The sudden acceleration of moves to formally bring the Crimea, which has an ethnic Russian majority and has effectively been seized by Russian forces, under Moscow’s rule came as European Union leaders gathered for an emergency summit to seek ways to pressure Russia to back down and accept mediation.
The Crimean parliament voted unanimously “to enter into the Russian Federation with the rights of a subject of the Russian Federation”, the RIA news agency reported. Its vice premier said a referendum on the status would take place on March 16.
The announcements, which diplomats said could not have been made without Russian President Vladimir Putin’s approval, raised the stakes in the most serious east-west confrontation since the end of the Cold War.

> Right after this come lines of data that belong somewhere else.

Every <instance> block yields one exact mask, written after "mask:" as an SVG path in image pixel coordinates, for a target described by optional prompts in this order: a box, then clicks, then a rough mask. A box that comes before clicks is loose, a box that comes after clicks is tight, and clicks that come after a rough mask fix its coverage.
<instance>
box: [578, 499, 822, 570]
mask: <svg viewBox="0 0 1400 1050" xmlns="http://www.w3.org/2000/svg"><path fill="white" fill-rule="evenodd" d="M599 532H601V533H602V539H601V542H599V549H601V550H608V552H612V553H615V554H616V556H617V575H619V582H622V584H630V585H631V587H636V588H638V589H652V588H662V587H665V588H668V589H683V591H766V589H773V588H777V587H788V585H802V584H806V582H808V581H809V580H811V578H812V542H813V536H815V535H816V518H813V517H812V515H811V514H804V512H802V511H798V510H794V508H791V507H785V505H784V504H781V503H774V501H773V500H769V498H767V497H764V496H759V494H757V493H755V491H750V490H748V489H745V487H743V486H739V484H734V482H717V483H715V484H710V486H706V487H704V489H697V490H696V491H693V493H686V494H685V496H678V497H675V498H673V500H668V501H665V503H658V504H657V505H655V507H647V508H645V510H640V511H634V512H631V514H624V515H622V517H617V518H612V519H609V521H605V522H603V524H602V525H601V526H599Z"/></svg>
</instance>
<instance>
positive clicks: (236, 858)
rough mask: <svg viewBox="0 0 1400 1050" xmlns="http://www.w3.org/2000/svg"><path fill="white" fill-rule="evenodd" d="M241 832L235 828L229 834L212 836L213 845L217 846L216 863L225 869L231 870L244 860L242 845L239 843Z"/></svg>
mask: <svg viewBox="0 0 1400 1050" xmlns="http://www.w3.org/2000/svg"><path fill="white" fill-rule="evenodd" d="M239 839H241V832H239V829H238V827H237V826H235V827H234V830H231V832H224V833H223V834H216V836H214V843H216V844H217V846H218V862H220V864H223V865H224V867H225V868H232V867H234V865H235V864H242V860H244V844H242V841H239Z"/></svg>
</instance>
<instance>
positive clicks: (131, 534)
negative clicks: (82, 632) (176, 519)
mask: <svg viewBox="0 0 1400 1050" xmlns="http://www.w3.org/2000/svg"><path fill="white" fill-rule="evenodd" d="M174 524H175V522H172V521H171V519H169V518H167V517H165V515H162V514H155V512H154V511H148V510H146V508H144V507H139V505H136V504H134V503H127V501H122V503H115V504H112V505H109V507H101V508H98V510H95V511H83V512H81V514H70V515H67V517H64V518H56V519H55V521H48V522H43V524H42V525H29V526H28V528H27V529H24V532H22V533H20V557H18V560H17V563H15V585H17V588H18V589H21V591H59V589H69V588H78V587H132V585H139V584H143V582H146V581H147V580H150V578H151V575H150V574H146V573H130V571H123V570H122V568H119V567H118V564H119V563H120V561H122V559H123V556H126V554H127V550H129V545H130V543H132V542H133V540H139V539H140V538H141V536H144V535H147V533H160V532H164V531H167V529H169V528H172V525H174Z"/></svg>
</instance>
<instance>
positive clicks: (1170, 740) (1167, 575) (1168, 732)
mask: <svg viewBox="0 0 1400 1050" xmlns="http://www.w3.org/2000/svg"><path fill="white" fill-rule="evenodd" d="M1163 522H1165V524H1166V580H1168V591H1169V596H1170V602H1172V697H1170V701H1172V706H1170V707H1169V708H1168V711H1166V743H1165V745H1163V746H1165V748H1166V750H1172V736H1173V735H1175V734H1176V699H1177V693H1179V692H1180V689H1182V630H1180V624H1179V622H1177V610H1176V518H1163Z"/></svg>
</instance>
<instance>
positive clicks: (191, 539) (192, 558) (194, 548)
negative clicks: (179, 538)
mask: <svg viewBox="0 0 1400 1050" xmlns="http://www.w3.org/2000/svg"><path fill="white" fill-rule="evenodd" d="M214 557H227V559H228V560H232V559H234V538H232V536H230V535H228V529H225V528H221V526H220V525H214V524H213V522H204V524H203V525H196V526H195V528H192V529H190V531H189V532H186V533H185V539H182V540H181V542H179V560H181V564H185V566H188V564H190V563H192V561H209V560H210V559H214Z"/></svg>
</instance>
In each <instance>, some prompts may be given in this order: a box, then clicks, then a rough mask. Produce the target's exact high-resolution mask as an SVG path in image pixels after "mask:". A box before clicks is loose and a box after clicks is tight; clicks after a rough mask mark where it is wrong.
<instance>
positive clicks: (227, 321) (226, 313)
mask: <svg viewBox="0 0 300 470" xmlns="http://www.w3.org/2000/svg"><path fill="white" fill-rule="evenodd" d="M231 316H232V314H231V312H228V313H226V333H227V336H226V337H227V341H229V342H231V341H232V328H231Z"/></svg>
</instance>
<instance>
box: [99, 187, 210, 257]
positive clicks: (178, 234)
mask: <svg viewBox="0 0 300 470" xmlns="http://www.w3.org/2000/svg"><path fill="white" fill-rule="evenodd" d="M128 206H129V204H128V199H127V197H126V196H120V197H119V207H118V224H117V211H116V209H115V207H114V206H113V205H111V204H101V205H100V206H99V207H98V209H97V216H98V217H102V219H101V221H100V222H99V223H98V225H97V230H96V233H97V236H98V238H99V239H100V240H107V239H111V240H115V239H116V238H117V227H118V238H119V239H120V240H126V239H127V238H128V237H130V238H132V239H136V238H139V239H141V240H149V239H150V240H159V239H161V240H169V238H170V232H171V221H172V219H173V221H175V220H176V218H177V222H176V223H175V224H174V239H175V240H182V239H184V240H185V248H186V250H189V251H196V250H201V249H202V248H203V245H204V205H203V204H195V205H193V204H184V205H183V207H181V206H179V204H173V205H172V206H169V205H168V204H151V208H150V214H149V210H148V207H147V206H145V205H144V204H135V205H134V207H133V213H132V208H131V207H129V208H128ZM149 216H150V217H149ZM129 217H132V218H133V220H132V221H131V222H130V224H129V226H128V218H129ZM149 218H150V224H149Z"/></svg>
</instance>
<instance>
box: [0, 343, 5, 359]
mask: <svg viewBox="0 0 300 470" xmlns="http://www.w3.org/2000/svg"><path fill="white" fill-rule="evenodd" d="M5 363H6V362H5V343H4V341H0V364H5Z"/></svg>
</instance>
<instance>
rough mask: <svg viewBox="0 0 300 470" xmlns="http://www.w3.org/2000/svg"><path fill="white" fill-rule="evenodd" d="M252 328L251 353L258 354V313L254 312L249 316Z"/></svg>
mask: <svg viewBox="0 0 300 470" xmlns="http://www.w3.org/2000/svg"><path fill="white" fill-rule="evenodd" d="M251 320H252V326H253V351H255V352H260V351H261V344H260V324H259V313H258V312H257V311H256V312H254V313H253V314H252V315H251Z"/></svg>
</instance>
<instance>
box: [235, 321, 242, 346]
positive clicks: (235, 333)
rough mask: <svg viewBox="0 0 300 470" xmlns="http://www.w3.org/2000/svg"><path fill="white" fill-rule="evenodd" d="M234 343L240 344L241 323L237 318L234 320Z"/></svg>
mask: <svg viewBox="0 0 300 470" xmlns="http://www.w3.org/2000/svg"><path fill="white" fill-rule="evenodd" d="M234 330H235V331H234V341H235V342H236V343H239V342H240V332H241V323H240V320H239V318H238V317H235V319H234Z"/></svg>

EU leaders had been set to warn but not sanction Russia over its military intervention in Ukraine after Moscow rebuffed Western diplomatic efforts to persuade it to pull forces in Crimea back to their bases. It was not immediately clear what impact the Crimean moves would have.
French President Francois Hollande told reporters on arrival at the summit: “There will be the strongest possible pressure on Russia to begin lowering the tension and in the pressure there is, of course, eventual recourse to sanctions.”
Russian Foreign Minister Sergei Lavrov refused to meet his new Ukrainian counterpart or to launch a “contact group” to seek a solution to the crisis at talks in Paris on Wednesday despite arm-twisting by U.S. Secretary of State John Kerry and European colleagues. The two men will meet again in Rome on Thursday.
Tension remained high in Ukraine’s southern Crimea region, where a senior United Nations envoy was surrounded by a pro-Russian crowd, threatened and forced to get back on his plane and leave the country.
The EU summit in Brussels seemed unlikely to adopt more than symbolic measures against Russia, Europe’s biggest gas supplier, because neither industrial powerhouse Germany nor financial centre Britain is keen to start down that road.